Ter ere van de verjaardag van de PvdA op 9 februari heeft onze columnist een column geschreven
PvdA 75 jaar jong
Na de oorlog, op 9 februari 1946, had het ‘Plan van de Arbeid’ van de SDAP uit 1935 nog niets van zijn actualiteit verloren. Integendeel, het bood nog steeds een goed alternatief voor de grootscheepse bezuinigingen van de kabinetten Ruys de Beerenbrouck en Colijn van voor de oorlog. Vanaf 1937 wilde de SDAP niet langer alleen de arbeidersklasse vooruit helpen, maar beoogde zij een rechtvaardiger samenleving als geheel, met actief en rechtvaardig overheidsoptreden op economisch gebied.
Wereldoorlog en Wederopbouw
De schade die de oorlog had aangericht maakte een welgemikte Wederopbouw noodzakelijk zodanig dat iedereen er weer een beetje bovenop zou komen. En het was van belang dat geïnvesteerd zou worden in herstel van de werkgelegenheid en de economische groei.
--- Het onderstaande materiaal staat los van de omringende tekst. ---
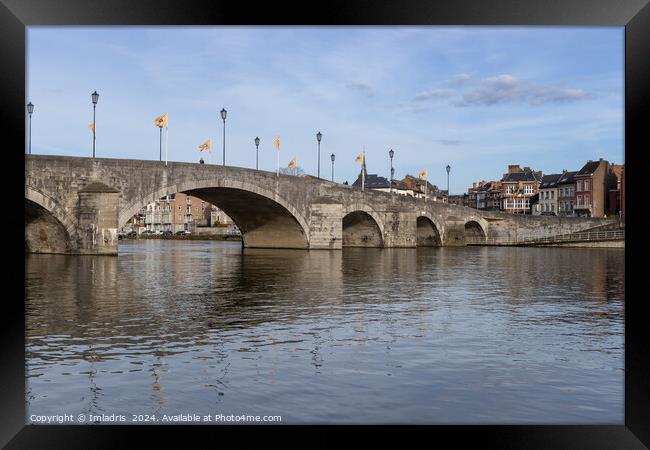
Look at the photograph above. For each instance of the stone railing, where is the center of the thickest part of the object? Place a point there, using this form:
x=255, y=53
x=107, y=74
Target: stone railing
x=587, y=236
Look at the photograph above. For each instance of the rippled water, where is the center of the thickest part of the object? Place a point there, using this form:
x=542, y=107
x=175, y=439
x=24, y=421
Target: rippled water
x=433, y=335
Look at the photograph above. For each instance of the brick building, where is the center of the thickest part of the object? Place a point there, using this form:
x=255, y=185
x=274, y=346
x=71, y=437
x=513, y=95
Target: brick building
x=566, y=193
x=179, y=211
x=593, y=182
x=518, y=186
x=548, y=195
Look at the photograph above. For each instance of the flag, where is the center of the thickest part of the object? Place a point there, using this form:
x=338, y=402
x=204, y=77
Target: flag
x=207, y=145
x=161, y=121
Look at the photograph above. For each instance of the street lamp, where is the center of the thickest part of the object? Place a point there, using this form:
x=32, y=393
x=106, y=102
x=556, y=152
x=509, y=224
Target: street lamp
x=223, y=116
x=448, y=169
x=95, y=97
x=391, y=153
x=30, y=110
x=319, y=136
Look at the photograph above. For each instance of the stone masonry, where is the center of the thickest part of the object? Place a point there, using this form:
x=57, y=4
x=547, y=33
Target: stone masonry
x=75, y=205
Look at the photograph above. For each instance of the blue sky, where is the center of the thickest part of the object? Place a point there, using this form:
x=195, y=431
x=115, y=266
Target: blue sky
x=476, y=98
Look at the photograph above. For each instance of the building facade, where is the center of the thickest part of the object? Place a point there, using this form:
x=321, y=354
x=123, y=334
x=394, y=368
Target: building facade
x=177, y=212
x=566, y=187
x=592, y=187
x=614, y=194
x=548, y=195
x=518, y=186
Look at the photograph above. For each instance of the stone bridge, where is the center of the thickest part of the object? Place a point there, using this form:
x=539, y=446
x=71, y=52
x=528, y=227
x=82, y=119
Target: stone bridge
x=76, y=205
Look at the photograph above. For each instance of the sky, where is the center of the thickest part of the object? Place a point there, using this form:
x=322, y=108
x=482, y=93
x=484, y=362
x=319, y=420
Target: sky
x=475, y=98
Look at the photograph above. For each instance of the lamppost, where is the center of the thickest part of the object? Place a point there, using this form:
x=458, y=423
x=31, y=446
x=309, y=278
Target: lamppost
x=391, y=153
x=160, y=152
x=319, y=136
x=448, y=169
x=95, y=97
x=30, y=110
x=223, y=116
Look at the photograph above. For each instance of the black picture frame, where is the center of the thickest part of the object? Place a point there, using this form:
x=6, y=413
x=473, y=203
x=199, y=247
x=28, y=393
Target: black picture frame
x=634, y=15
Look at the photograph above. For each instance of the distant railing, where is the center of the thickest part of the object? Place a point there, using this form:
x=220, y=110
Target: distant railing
x=587, y=236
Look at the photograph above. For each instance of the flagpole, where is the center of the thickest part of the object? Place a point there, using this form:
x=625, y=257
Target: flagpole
x=363, y=170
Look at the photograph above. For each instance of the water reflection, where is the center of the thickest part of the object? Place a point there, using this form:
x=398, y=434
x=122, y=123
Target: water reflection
x=433, y=335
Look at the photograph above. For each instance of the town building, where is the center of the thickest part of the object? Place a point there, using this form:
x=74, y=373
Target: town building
x=614, y=194
x=593, y=182
x=421, y=188
x=176, y=212
x=489, y=196
x=566, y=195
x=548, y=195
x=410, y=185
x=458, y=200
x=517, y=187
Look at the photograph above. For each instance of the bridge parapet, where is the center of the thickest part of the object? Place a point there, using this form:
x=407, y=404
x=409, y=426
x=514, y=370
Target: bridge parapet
x=272, y=211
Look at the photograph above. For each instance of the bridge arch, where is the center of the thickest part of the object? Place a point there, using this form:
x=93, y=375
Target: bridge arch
x=362, y=226
x=265, y=218
x=428, y=232
x=474, y=229
x=48, y=229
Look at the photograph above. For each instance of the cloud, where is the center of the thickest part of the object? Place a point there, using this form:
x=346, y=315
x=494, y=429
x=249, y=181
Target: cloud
x=362, y=88
x=506, y=88
x=434, y=93
x=459, y=79
x=450, y=141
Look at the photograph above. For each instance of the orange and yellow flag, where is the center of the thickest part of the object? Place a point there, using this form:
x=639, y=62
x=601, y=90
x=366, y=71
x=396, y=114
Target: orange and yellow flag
x=207, y=145
x=162, y=121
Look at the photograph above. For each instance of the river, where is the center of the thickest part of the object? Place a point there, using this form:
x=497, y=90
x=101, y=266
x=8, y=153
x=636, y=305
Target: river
x=473, y=335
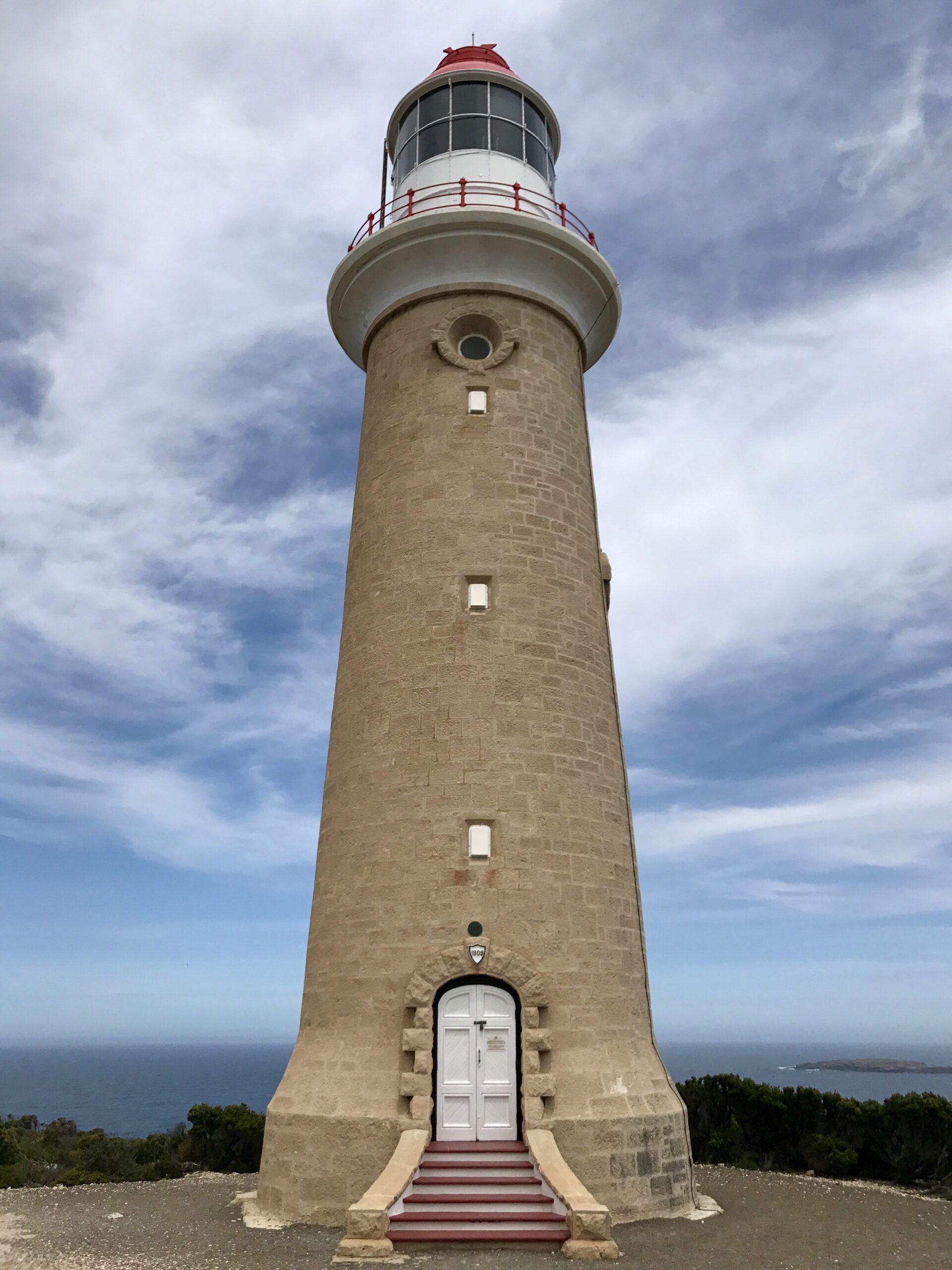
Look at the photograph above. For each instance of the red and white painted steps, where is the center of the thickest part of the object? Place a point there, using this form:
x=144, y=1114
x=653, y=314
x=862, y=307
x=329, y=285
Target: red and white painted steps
x=477, y=1193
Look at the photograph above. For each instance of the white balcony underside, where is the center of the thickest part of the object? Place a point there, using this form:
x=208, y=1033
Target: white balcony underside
x=469, y=248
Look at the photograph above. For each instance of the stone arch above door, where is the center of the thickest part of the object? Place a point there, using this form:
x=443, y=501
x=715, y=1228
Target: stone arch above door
x=512, y=969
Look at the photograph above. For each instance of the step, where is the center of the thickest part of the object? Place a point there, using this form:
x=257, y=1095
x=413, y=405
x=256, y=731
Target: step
x=479, y=1235
x=474, y=1197
x=477, y=1146
x=476, y=1180
x=473, y=1214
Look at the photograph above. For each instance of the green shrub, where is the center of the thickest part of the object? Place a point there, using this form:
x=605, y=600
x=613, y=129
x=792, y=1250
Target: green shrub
x=905, y=1140
x=829, y=1155
x=225, y=1140
x=9, y=1146
x=80, y=1178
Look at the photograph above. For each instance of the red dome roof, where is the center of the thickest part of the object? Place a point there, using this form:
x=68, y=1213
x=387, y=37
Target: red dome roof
x=473, y=58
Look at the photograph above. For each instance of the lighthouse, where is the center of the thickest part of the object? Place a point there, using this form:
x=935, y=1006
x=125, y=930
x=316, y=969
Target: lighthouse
x=476, y=1060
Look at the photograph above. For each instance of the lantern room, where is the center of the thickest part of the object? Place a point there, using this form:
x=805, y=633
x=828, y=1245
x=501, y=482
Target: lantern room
x=473, y=120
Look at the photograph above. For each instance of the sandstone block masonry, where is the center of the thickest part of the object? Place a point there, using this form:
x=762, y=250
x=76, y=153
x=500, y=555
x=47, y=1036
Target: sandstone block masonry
x=443, y=717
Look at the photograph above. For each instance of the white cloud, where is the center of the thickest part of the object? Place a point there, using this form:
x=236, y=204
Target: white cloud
x=785, y=486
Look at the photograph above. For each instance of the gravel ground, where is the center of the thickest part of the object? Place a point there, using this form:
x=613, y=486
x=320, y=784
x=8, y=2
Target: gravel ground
x=770, y=1222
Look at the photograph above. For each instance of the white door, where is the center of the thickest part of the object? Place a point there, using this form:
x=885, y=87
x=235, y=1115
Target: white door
x=476, y=1065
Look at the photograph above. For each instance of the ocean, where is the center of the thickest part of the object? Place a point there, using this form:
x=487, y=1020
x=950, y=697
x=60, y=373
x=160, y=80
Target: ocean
x=135, y=1090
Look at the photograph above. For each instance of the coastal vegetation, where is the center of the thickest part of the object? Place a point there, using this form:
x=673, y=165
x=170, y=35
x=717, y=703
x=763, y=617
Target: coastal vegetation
x=221, y=1140
x=905, y=1140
Arbeid werd gezien als bron van alle welvaart. In 1945 werd er zonder verkiezingen onder leiding van de niet-partijgebonden Schermerhorn een regering gevormd met drie SDAP-ministers. Met inzet van progressieve liberalen en confessionelen werd op 9 februari 1946 in het verlengde hiervan de Partij van de Arbeid opgericht, die zich zou inzetten voor een rechtvaardiger samenleving waarin mensen zich konden ontplooien in verbondenheid met die samenleving. Dat vieren we nu, anno 9 februari 2021.
Verzorgingsstaat
In die periode zo vlak na de oorlog is in de achtereenvolgende kabinetten Drees (1948 – 1958) met veel inzet een aantal successen behaald voor wetten en regels die nu voor eenieder vanzelfsprekend zijn. De verzorgingsstaat met AOW voor iedereen die 65 werd, met een sociaal vangnet voor als je geen werk meer hebt, en een basis voor bestaanszekerheid met de bijstand.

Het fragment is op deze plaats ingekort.